The Chant’s servant is a native of Epsom, & she wrote to her mother to get the Gorringes London address for me, as they only left Epsom last year. She says that her mother tells her it was well known in Epsom that Mr. G[orringe]. ill-treated his wife! and was a very disagreeable man.

I suppose you are looking out for any new American or foreign stamps you have not got. Where did you put all the duplicate American stamps? Miss Evans has asked me for some duplicates. Should you want money badly, either borrow as I said before, or wire me 2 words— "hundred dollars"— or to that effect. Socialism seems to be going ahead in America.

Your affectionate Pa | Alfred R. Wallace [signature]
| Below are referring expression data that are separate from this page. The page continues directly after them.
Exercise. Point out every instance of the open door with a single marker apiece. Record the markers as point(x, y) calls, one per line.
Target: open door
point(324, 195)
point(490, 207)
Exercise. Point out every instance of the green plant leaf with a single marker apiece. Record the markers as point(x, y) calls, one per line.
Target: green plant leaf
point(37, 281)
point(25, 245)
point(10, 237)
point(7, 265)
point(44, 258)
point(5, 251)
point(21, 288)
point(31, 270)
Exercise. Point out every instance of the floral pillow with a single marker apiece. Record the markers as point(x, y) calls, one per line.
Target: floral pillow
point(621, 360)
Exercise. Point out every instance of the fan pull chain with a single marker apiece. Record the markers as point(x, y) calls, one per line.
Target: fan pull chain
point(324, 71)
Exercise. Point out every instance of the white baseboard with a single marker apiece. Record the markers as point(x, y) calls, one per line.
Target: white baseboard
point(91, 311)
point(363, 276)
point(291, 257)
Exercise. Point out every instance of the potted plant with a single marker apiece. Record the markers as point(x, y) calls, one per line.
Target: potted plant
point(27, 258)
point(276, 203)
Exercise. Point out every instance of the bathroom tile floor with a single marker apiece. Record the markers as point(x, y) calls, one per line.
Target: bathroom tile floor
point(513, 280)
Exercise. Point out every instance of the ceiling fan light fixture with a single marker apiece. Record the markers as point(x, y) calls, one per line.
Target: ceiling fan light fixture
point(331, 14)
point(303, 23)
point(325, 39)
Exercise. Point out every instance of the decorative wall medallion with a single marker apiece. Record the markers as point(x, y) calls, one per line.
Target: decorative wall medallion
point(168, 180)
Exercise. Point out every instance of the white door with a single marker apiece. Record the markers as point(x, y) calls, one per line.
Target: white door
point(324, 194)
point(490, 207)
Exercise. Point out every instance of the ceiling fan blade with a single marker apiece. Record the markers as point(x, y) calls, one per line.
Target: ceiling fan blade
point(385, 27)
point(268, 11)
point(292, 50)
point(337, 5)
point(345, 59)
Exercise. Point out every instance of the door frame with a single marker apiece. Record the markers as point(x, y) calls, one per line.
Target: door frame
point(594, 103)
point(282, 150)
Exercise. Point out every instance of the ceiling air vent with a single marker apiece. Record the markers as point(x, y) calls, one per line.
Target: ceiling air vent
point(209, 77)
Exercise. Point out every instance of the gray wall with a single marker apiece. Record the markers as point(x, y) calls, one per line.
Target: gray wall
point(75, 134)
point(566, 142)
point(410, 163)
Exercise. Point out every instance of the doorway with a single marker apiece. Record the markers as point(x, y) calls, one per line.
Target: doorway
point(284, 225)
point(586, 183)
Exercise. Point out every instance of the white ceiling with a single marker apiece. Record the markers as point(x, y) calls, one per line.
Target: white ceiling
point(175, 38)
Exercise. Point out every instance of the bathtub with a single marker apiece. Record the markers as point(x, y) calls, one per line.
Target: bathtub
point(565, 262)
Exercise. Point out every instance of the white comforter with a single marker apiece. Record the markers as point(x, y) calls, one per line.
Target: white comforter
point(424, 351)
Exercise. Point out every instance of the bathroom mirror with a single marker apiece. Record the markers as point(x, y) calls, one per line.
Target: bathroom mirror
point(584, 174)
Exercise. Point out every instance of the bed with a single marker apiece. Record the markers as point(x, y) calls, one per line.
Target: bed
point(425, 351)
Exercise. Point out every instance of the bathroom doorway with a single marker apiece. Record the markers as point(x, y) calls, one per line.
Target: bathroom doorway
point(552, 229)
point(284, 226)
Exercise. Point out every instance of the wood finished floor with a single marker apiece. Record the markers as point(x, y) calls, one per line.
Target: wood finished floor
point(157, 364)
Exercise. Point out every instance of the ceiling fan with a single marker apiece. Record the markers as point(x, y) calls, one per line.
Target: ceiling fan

Parsons, Charles Algernon (1854-1931). British engineer, best known for his invention of the steam turbine.
Wilson (née Greenell), Martha (1790-1858). ARW's aunt; sister of ARW's mother; wife of Thomas Wilson.
Sims (née Wallace), Frances ("Fanny") (1812-1893). Sister of ARW; teacher.
Roberts, Elizabeth ("Eliza") (c. 1815- ). Second cousin of ARW; lived in Epsom, Surrey.
Geach, Frederick F. (1835-1890). British mining engineer and friend of ARW.
Gorringe, Thomas James Hamilton (1856-1926). British landowner and ARW's relation by marriage.